HTTP Caching
Over the weekend I was searching a well-known electronics manufacturer’s site for an LCD monitor. After finding the product page I was looking for, I bookmarked the page, and then went on to surf something else. After a few minutes, I came back and reloaded the bookmarked page. I expected my browser to load the page immediately from its cache, but it did not. I was curious to find out why. It turned out that the server did not send any cache related HTTP headers, forcing my browser to request for the page again. What a waste of bandwidth and CPU cycles!
The URL for this product looked like
http://.../page4.do?dau22.oid=5199&UserCtxParam=0&GroupCtxParam=0&dctx1=25&ctx1=US&crc=712082047
I guess that this server retrieved the product info from a database and generated the page dynamically using the
query parameters. If implemented using Struts, the following snippet could generate the product info page.
public ActionForward execute(ActionMapping mapping, ActionForm form,
HttpServletRequest request,
HttpServletResponse response) throws Exception
{
// Get the product info
// Forwards to product_info.jsp
return mapping.findForward("success");
}
Not so surprisingly, whoever developed or configured this server assumed that all content generated dynamically should not be cached. Knowingly or unknowingly, most web apps are made cache-unfriendly. In fact, there is more info and awareness on preventing browsers from caching pages than on improving cacheability of dynamically generated pages.
(I also noticed that this server sends a "Connection: close" response header, forcing the browser to create a new connection for every file downloaded. The server says that it speaks HTTP 1.1, but does not apparently support persistent connections.)
Most web apps use some form of caching on the server side. There are a few open-source cache solutions that can be used to cache HTML markup fragments, database query results, and pretty much all kinds of objects. When used carefully, these caching solutions can help improve performance and scalability. However, when it comes to HTTP caching, most dynamic content generated by web apps is not cache-friendly. Dynamic content does not mean that it should not be cached! For instance, this product info is fairly static, and this server could have taken advantage of HTTP caching.

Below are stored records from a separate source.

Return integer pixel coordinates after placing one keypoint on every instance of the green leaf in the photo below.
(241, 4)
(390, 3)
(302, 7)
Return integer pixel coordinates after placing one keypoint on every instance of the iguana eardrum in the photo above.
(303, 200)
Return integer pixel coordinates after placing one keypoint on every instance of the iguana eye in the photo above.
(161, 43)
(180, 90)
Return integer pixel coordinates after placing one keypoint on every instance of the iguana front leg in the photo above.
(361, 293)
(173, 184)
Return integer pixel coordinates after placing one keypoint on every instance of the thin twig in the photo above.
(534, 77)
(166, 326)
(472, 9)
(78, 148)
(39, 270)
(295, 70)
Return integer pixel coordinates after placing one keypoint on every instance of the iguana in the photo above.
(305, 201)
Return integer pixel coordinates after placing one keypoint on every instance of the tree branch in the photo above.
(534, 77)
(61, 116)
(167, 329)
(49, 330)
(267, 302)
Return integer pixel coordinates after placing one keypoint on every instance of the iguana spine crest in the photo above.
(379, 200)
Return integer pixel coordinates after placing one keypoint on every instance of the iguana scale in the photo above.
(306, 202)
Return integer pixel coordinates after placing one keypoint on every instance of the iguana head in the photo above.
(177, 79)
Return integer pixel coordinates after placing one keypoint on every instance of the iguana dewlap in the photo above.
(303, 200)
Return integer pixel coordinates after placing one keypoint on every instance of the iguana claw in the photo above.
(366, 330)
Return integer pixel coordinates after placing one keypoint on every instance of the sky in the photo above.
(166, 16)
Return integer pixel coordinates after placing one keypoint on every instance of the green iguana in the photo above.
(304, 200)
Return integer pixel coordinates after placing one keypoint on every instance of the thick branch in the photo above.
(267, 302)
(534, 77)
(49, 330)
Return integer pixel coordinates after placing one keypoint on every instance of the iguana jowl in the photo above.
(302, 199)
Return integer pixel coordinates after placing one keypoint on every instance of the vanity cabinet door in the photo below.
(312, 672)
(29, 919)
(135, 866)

Unlike server-side caching, HTTP caching is cheap, as it pushes the responsibility of caching to caching proxy servers and browsers. As I discuss in this post, it is not difficult to make dynamic pages HTTP friendly. HTTP1.1 supports two forms of caching - one is based on expiry interval (called expiration caching), and the other is based on conditional requests (called validation caching). The choice between these two depends on the nature of content/data being displayed.
Expiration Caching
HTTP1.1 specifies certain response headers to help clients (browsers, proxy servers etc.) decide whether to cache the response, and if so, how long. We can change the above Struts action to add these headers to allow expiration caching:
public ActionForward execute(ActionMapping mapping, ActionForm form,
HttpServletRequest request,
HttpServletResponse response) throws Exception
{
// Get the product info
// Add headers
long current = System.currentTimeMillis();
long expires = current + 86400000;
response.addDateHeader("Expires", expires);
response.addDateHeader("Last-Modified", current);
// Forwards to product_info.jsp
return mapping.findForward("success");
}
In this example, I assumed that the product info will not change for the next 24 hours. This is rather arbitrary.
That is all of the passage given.